Could professional gamers one day stand on the podium at the Olympic Games to receive their medals? Riot Games co-founder Brandon Beck thinks so.
“We don’t have our sights set on replacing soccer right now,” Beck told Games Industry International, but we definitely think that eSports has a place as a large, important, mainstream competitive activity. I fundamentally believe that eSports will be an Olympic event in my lifetime.”
Already, Riot’s Games’ eSport “championship series” now rivals other sporting events, with million-dollar purses and 10 million viewers tuning in to the matches. That’s raised the visibility of their game, League of Legends, and helped it to become the most-played PC game in the world. Raptr’s data confirms that LoL eSports efforts translate directly into increased playtime and also new users (up an average of 12% and 10% respectively after major events), a fact that some other publishers are just beginning to realize.
But to truly take eSports to the international stage, Beck thinks developers need a higher level of commitment.
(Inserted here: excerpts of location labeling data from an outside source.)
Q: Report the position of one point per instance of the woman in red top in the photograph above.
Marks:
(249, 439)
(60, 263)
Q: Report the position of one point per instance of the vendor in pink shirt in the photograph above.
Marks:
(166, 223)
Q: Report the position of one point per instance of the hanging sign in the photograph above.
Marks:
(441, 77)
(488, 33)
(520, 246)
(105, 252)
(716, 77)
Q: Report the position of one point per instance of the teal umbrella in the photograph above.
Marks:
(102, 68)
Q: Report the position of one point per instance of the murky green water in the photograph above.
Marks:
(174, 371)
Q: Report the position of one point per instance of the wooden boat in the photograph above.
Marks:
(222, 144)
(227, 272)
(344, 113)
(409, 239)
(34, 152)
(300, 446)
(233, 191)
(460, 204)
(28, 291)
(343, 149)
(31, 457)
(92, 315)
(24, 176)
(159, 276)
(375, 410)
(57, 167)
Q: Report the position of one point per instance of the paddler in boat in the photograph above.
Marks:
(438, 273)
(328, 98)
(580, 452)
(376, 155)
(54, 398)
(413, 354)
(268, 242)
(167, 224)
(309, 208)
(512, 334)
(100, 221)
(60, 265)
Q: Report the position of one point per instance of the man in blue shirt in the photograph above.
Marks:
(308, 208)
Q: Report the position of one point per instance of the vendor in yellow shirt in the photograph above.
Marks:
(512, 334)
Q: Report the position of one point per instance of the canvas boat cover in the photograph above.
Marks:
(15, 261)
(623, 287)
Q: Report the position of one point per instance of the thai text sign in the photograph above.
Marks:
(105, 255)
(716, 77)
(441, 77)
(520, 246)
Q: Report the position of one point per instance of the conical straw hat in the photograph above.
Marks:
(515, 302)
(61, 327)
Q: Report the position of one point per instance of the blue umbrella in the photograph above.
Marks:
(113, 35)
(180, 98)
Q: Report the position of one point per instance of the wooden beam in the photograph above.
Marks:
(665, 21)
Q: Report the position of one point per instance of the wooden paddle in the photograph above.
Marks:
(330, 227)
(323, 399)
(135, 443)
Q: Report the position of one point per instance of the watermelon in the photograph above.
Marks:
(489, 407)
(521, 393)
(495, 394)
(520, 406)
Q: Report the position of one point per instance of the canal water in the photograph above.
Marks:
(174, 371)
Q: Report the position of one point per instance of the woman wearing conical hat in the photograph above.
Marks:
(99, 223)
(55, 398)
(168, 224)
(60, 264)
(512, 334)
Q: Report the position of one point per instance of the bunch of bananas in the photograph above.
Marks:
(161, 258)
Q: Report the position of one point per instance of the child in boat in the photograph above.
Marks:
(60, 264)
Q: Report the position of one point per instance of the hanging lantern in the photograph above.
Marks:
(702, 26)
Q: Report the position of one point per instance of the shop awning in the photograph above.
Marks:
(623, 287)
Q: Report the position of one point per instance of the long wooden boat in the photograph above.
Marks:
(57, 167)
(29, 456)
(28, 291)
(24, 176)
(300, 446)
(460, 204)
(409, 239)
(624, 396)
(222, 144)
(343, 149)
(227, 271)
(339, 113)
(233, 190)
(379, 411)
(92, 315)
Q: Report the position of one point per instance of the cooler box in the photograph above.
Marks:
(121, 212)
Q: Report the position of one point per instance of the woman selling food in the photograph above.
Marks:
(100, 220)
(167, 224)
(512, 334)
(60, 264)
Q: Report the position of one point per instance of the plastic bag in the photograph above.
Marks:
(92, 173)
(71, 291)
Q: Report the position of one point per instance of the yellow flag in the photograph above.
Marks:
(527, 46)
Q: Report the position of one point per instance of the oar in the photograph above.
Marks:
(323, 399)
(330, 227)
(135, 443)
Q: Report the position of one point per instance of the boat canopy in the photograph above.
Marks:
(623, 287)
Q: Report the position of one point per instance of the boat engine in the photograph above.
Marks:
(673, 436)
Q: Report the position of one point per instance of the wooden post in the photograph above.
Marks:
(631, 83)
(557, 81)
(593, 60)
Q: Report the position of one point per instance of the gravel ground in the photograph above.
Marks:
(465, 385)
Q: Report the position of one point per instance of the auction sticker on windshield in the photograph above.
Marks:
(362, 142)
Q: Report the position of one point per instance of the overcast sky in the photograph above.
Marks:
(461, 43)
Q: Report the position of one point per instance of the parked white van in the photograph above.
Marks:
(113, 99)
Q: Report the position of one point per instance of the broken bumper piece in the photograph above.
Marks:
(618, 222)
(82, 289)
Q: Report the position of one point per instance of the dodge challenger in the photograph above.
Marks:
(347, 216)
“It’s important for companies to not just say they’re excited about eSports,” says Beck, “but to actually make commitments from a development standpoint and from a financial standpoint.” That means creating a sustainable infrastructure of games, athletes, and career paths that anyone with the talent and drive can reach for. League of Legends’ overwhelming success shows that if you build it, the players will come.
According to Beck, the demand for this service has always been there. Finally, the technology and the architecture to support it is catching up.
“The innovation going forward in eSports is all going to be around the quality of broadcasts, the quality of live events, the quality of the leagues themselves,” says Beck. And from there, the players themselves with drive eSports forward…possibly to Olympic gold.